When It All Goes Pear-Shaped
Tuesday, May 17, 2011
Sometimes, despite your best
intentions, baking is a thoroughly sticky business. It sticks to your fingers.
It sticks to whisks, spatulas and wooden spoons alike (except when you flick
them to try and remove it, and then it sticks to whatever it finds). It sticks,
without careful application of baking paper, to cake tins (and occasionally,
when the application of baking paper isn’t careful enough, it sticks to that as well). You get the sticky picture...
Not content with sticking to
everything in its path, baking can also be very effective in sticking to itself. Carefully placed dollops of biscuit
dough creep flatly across the tray, spreading into an amorphous mass. Huddled fluffy
scones unite to be become the enormous beast that is The Mega Scone!
Much as it’s ultimately the
taste that counts, removing a tray of
conjoined cookies from the oven causes a pang of disappointment. It’s likely to
be met with a sympathetic hug when offered round at home, hopefully followed by
a surprised exclamation when it turns out to taste so much better than it
looks. It’s not likely to draw a hungry horde if taken to work. And how on earth am I going to photograph it?
Don’t despair! Help is at hand
with these brilliant plates that can make your baking hiccup look like you
planned it all along...
Skyscraper plates by Maxime Ansiau, via Hovering Cat (although I bet they’re a nightmare to fit in the cupboard...)

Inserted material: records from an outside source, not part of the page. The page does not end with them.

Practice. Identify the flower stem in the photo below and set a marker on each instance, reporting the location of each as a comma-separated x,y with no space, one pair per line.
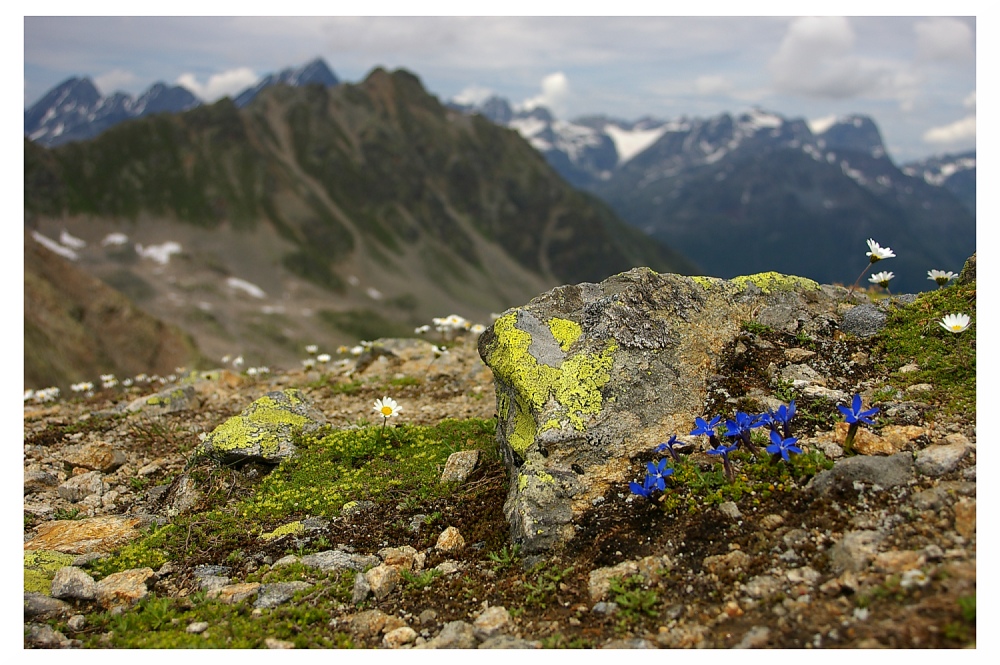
849,440
859,279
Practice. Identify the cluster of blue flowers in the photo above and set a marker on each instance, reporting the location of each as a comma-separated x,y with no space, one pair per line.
737,433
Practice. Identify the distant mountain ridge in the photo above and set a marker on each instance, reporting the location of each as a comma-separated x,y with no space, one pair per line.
793,198
324,215
76,111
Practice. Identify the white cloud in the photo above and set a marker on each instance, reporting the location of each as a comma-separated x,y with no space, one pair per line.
555,92
115,80
962,130
474,94
816,59
945,39
712,84
230,82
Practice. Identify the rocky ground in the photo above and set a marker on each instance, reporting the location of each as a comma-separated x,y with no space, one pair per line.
869,550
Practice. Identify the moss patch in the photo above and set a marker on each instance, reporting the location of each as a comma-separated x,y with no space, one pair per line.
40,567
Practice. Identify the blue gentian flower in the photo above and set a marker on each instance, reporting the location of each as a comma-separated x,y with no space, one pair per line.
642,490
740,428
724,451
657,472
701,427
668,446
781,417
782,446
855,415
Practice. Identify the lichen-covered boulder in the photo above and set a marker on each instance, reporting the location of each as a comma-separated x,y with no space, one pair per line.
263,432
589,375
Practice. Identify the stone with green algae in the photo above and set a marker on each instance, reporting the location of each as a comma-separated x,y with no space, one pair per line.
264,431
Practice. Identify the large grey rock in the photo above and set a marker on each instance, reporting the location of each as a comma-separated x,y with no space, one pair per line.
263,432
882,471
589,375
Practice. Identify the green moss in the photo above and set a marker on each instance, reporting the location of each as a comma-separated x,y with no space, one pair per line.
285,530
566,332
40,567
946,360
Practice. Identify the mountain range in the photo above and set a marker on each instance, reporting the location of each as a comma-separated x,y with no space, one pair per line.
782,194
319,214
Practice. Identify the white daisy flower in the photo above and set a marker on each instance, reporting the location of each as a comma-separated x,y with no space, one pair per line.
955,322
387,407
878,253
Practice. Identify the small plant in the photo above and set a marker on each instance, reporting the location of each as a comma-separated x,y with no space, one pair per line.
854,416
506,557
875,254
387,408
71,514
632,599
420,581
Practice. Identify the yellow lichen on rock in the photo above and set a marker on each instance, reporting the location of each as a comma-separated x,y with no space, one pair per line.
765,281
565,331
575,385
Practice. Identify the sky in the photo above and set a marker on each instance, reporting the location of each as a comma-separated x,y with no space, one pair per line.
915,76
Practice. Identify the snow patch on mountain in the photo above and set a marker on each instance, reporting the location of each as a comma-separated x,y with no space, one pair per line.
631,142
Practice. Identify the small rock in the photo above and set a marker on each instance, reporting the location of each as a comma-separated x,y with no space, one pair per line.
965,517
43,636
361,589
493,620
730,510
509,642
885,472
726,565
96,534
762,586
798,355
897,561
383,580
80,487
339,560
755,638
805,574
74,584
40,606
124,589
771,522
459,465
450,540
399,637
855,550
235,593
272,595
454,635
605,607
939,460
368,623
402,558
97,456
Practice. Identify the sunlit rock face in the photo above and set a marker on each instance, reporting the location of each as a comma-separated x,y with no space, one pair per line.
588,376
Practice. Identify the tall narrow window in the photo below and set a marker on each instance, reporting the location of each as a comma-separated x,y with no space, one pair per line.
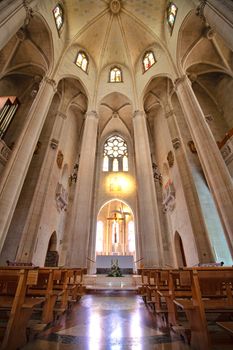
131,237
115,75
148,60
58,16
171,15
105,163
115,232
125,164
115,154
115,164
100,237
8,108
82,61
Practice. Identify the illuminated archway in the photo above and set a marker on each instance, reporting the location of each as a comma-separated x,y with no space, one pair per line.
115,229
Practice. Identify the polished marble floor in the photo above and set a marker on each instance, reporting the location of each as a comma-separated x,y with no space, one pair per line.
107,322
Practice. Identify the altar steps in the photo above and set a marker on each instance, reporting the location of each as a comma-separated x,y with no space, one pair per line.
105,283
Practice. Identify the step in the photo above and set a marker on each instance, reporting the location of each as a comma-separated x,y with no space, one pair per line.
127,282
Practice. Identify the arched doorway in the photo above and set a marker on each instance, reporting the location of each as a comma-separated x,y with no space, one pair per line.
52,256
180,255
115,230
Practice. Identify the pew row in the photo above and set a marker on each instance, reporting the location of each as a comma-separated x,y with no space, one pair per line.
48,292
196,291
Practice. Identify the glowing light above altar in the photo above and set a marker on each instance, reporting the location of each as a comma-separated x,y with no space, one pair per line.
120,183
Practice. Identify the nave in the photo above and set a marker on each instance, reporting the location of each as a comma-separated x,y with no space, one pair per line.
114,321
107,321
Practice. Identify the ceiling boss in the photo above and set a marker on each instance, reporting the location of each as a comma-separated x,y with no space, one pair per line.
115,6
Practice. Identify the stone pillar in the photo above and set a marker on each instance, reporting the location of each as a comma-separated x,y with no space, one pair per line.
149,225
31,230
83,198
14,173
13,16
219,15
200,234
213,165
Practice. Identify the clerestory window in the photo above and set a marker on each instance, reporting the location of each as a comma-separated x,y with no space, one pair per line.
148,60
115,75
58,16
115,157
82,61
171,15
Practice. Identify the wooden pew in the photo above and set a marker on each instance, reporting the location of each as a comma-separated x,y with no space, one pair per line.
15,301
145,273
211,291
48,278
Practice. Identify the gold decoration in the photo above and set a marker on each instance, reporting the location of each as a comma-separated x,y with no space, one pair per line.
60,158
170,159
192,147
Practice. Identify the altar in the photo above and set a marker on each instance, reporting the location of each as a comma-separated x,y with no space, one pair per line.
104,262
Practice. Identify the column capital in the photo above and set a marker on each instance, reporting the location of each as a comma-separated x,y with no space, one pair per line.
51,82
176,143
209,33
200,9
29,12
169,113
181,80
139,113
21,35
91,114
61,114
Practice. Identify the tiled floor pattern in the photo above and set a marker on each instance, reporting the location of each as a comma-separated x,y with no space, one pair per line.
108,322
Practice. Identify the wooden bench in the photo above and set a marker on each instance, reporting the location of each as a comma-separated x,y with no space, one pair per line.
228,326
211,291
15,301
48,287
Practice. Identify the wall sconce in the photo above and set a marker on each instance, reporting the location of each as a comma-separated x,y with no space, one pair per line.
73,177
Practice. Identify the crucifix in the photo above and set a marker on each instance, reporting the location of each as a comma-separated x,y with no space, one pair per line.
115,220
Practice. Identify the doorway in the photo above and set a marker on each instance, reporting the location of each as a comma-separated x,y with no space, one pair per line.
115,229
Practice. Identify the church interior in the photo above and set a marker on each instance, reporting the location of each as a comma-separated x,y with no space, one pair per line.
116,166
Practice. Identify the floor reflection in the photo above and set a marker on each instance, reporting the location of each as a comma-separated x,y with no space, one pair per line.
107,322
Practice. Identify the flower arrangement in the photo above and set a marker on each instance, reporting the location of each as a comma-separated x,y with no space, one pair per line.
115,270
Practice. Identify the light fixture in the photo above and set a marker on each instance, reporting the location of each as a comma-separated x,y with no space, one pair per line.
73,177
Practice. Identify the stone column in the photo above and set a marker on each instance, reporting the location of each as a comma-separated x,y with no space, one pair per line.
83,198
13,176
219,15
200,234
13,15
31,230
213,165
150,232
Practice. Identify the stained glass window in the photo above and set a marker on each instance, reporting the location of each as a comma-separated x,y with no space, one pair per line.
82,61
115,154
100,237
131,237
171,15
148,60
115,75
58,16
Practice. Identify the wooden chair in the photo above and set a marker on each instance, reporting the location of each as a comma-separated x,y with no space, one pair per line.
211,291
15,302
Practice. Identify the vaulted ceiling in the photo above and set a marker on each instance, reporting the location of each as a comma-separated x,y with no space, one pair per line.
115,31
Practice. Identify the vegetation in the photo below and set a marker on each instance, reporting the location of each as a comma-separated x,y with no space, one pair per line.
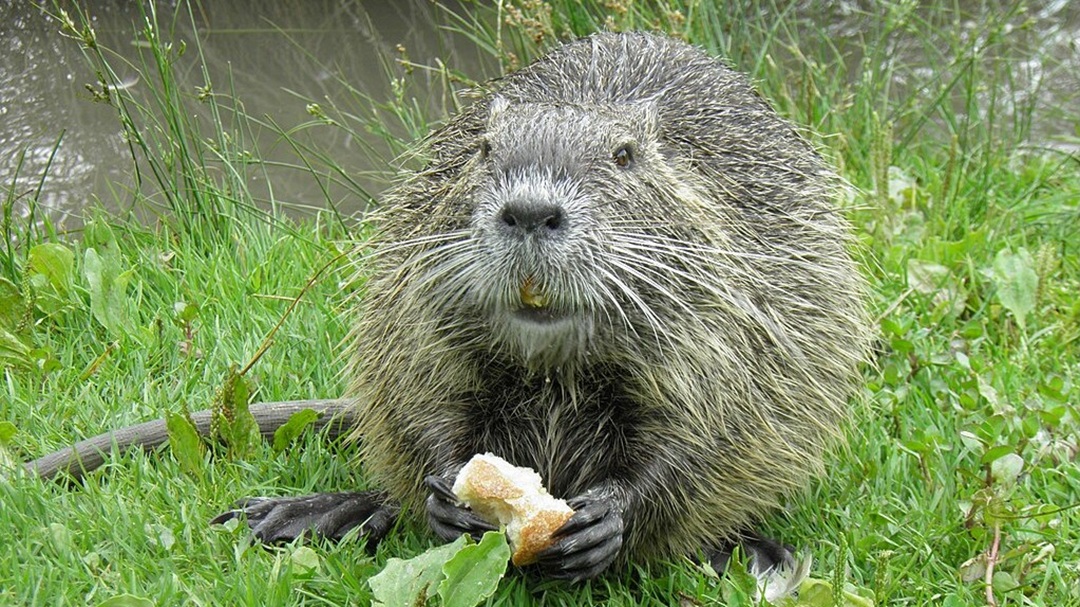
959,484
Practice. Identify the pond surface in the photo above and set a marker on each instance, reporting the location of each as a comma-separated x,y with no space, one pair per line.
278,55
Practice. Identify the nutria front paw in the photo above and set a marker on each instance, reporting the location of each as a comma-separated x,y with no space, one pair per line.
588,543
322,515
447,516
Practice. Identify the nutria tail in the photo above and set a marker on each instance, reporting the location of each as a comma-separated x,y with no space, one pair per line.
73,462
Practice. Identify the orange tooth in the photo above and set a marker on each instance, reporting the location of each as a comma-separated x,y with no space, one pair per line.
531,295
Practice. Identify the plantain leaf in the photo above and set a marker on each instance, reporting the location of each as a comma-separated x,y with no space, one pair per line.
410,582
1017,283
473,574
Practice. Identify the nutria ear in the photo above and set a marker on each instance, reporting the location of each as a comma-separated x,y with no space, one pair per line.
498,105
644,117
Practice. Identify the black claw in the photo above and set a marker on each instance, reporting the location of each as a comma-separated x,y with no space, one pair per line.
323,515
584,516
447,516
588,543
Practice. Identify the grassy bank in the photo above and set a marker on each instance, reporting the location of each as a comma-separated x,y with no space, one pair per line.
959,484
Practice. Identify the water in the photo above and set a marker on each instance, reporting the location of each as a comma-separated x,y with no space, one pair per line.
275,55
280,54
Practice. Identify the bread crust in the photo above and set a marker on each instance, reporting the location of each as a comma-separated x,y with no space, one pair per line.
513,497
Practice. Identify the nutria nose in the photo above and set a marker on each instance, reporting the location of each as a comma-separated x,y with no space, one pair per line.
529,217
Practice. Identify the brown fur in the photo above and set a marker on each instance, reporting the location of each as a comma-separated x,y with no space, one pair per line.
716,320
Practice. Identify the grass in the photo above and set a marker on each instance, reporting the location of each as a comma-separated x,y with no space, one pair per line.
962,454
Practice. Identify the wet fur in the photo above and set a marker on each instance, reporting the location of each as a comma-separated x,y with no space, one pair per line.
715,320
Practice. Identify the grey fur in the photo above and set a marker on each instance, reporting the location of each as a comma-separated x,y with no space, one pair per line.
704,321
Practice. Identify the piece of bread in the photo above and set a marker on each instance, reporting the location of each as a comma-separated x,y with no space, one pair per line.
503,494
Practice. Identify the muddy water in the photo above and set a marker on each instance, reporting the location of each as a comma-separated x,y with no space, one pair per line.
278,55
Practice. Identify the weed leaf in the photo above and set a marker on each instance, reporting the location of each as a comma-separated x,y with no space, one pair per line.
54,261
108,292
409,582
292,429
185,442
1016,282
473,574
126,601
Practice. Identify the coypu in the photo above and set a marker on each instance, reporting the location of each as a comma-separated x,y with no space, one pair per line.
621,268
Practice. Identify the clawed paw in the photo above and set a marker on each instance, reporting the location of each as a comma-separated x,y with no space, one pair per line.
323,515
588,543
447,516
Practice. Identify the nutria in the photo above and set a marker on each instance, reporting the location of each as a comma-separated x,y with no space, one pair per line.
621,268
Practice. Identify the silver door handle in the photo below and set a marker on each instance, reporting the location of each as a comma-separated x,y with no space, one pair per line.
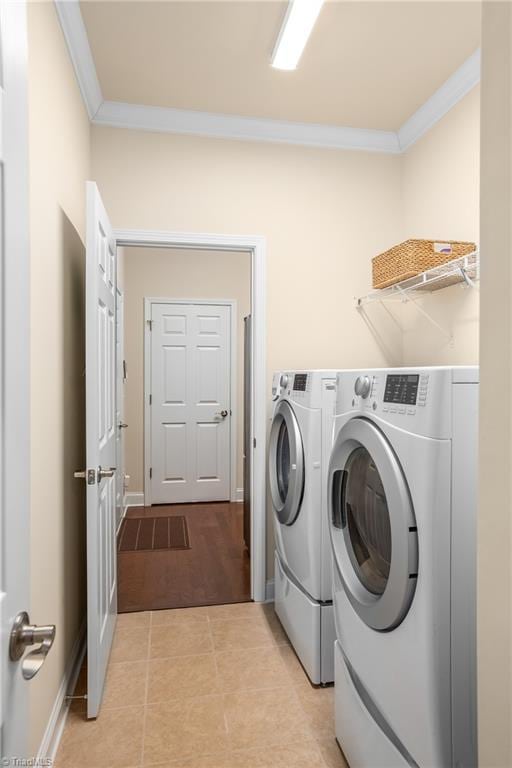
105,473
86,474
23,636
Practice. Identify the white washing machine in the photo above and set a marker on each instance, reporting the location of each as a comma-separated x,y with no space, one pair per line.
299,450
402,492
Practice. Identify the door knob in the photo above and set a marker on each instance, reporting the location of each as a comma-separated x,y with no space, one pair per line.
86,474
23,636
105,473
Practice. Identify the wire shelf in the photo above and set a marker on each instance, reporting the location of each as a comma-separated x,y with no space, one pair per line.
464,269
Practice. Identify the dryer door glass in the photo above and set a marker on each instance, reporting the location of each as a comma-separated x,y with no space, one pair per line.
286,464
372,524
369,526
283,461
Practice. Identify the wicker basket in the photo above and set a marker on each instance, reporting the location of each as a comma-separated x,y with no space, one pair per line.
413,257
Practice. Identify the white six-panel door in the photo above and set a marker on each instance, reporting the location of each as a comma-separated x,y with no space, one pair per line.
101,444
190,402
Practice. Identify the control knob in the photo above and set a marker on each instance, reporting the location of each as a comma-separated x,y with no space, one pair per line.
362,386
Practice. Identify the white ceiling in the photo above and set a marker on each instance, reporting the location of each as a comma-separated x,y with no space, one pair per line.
367,64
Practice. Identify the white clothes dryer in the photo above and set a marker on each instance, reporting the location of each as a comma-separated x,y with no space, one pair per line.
402,518
299,450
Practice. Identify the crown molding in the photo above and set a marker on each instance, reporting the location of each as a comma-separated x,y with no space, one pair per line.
139,117
445,98
167,120
75,34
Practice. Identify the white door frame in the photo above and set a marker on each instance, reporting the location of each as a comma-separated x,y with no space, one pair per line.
256,247
232,304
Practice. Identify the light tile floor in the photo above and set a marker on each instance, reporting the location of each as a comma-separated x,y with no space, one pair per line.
213,687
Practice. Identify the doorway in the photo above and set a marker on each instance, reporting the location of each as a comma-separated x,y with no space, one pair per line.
182,541
191,379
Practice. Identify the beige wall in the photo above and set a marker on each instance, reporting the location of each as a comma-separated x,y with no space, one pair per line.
495,508
323,213
440,199
176,274
59,165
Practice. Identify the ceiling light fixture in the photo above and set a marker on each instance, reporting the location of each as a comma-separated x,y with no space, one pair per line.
297,26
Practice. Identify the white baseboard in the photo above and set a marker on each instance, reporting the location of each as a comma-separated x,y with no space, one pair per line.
134,499
239,495
53,733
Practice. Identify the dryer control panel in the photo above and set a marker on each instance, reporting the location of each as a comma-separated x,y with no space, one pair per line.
413,399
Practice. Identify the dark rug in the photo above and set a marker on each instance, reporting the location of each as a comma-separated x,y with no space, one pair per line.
140,534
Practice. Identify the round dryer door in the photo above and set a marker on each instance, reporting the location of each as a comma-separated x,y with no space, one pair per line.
286,464
373,528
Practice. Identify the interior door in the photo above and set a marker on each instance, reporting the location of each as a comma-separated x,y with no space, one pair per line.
14,374
101,444
190,402
120,424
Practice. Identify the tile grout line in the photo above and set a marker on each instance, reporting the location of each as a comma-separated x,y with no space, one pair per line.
146,691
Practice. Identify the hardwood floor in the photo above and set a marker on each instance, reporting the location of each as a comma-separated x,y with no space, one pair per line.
216,569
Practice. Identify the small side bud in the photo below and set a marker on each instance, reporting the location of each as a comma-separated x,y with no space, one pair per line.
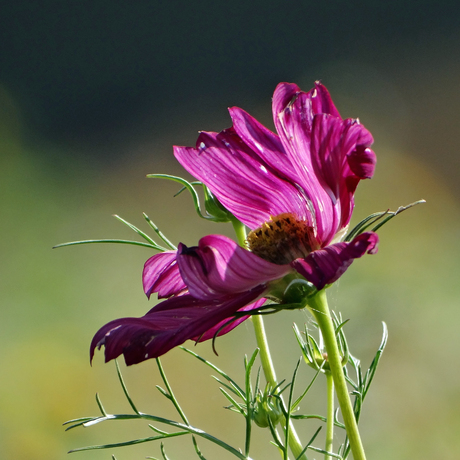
266,407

But, if you don’t have the
perfect plate to display your latest creation with pride, perhaps there’s
another solution... Present it with a Picnic bar alongside, secure in the knowledge that it’ll look wonderful in comparison, and that delicious ugliness can be embraced as a rather unconventional distinction.
At the risk of incurring the wrath of Matt Moran, is it better when these ugly ducklings of the baking world taste as questionable as they look and can be turfed unceremoniously onto the compost heap without mounting guilt at the very real problem of food wastage? Or that they’re a delicious mess to be treated not with disappointment but with tenderness and perseverance? What do you do with a recipe that doesn’t quite go according to plan?